Del 27 de julio al 27 de agosto, en la plataforma de VOD Filmin, se celebra el Atlántida Film Fest. Aquí, nuestros críticos analizan cinco joyas imperdibles del certamen online:

BAIT. Mark Jenkin. 89 minutos. Reino Unido (2019). Con Edward Rowe, Mary Woodvine, Simon Shepherd. Sección Memoria Histórica (ya disponible).

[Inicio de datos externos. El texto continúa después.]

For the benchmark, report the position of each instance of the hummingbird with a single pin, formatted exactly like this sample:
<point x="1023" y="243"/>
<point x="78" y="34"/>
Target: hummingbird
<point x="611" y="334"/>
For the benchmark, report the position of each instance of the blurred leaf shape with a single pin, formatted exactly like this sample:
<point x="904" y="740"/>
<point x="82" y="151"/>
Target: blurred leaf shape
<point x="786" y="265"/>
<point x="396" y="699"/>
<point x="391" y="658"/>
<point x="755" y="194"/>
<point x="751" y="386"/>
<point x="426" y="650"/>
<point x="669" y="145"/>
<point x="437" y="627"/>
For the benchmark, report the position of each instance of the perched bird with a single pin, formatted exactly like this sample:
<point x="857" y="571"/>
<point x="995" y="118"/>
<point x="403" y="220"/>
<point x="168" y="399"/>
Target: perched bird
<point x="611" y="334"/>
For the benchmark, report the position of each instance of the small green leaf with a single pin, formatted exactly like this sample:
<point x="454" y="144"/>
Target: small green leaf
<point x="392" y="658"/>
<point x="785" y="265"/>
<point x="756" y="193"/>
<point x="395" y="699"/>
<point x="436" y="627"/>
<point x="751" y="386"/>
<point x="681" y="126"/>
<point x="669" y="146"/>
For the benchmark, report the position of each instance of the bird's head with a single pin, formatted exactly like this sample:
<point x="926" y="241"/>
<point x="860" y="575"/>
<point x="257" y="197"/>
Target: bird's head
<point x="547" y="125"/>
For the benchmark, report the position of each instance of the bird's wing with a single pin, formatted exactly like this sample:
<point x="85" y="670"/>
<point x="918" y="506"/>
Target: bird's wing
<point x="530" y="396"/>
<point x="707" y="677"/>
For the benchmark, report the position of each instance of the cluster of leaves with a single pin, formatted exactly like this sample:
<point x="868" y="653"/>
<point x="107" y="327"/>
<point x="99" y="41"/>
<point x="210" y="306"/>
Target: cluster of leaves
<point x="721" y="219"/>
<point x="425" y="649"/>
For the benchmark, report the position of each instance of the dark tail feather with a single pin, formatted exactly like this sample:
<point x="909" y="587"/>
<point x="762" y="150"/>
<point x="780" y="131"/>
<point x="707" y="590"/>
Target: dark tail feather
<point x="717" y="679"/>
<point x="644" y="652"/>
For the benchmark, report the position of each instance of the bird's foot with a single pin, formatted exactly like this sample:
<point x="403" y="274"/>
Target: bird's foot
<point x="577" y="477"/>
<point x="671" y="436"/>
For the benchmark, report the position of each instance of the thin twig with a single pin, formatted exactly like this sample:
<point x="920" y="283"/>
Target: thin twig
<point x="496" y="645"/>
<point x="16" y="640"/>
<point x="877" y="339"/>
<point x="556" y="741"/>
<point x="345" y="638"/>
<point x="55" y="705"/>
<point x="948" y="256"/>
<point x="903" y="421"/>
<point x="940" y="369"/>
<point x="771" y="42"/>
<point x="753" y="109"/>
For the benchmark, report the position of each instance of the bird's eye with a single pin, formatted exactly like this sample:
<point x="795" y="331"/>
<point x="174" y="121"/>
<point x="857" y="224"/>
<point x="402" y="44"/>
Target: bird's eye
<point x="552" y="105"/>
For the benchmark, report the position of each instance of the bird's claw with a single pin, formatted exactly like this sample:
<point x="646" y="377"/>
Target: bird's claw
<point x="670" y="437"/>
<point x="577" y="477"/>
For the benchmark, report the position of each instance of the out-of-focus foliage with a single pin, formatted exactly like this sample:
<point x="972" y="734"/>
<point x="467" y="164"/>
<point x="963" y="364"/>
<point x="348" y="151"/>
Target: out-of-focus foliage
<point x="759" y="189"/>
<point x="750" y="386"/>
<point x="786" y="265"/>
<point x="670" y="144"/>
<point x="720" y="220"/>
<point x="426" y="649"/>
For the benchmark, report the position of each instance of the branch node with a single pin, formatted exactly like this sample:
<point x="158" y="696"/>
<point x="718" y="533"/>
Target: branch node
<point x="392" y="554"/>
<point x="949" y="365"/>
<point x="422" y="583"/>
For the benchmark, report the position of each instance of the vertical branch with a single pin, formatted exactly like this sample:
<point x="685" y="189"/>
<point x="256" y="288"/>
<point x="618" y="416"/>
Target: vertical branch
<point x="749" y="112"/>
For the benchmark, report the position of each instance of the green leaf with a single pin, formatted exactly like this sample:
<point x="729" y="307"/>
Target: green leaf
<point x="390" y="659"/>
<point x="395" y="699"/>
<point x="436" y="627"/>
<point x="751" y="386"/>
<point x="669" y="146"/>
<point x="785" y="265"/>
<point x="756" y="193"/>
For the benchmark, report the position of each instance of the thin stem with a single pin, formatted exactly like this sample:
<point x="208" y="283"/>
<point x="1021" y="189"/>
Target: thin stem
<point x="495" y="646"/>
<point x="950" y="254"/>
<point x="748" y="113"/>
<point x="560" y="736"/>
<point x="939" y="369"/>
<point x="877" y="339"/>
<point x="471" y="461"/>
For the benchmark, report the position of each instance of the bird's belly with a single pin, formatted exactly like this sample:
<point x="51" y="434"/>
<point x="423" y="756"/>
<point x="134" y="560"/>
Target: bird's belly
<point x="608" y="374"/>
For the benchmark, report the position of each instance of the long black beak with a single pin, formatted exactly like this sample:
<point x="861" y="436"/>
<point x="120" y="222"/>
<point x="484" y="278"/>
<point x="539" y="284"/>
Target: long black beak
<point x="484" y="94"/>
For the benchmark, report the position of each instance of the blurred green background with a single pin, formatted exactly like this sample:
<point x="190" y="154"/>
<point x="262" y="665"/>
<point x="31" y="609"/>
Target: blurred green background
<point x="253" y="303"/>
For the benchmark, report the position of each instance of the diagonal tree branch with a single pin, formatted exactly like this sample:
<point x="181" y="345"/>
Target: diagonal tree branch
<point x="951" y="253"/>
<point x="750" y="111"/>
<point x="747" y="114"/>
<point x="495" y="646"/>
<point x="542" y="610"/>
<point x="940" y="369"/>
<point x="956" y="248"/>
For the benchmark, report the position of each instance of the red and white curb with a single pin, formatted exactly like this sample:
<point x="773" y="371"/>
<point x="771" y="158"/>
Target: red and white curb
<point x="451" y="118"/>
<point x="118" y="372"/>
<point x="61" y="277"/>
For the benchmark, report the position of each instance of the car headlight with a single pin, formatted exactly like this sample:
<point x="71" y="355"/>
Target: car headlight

Hay algo singular en Bait, el incómodo primer largometraje del realizador británico Mark Jenkin. Algo que tiene que ver con la belleza casi irreal de algunos de sus planos en blanco y negro, rodados en una Bolex manual de 16mm y procesados a mano, o con el choque que se produce entre una puesta en escena anclada en los orígenes del cine británico y una historia profundamente contemporánea. Para contar el drama de un pueblo costero, en el que se enfrentan dos familias –una empeñada en mantener las tradiciones de la pesca ancestral, otra decidida a sacar rendimiento económico al incipiente turismo–, Bait apuesta por una forma que es casi imposible desligar de los pioneros del Free Cinema, aquellos jóvenes airados que a mediados de los años 50 arremetieron contra el cine de propaganda y trataron de encontrar belleza en las clases populares, en los espacios de la vida cotidiana, en aquellos lugares a donde no llegaba el cine oficial.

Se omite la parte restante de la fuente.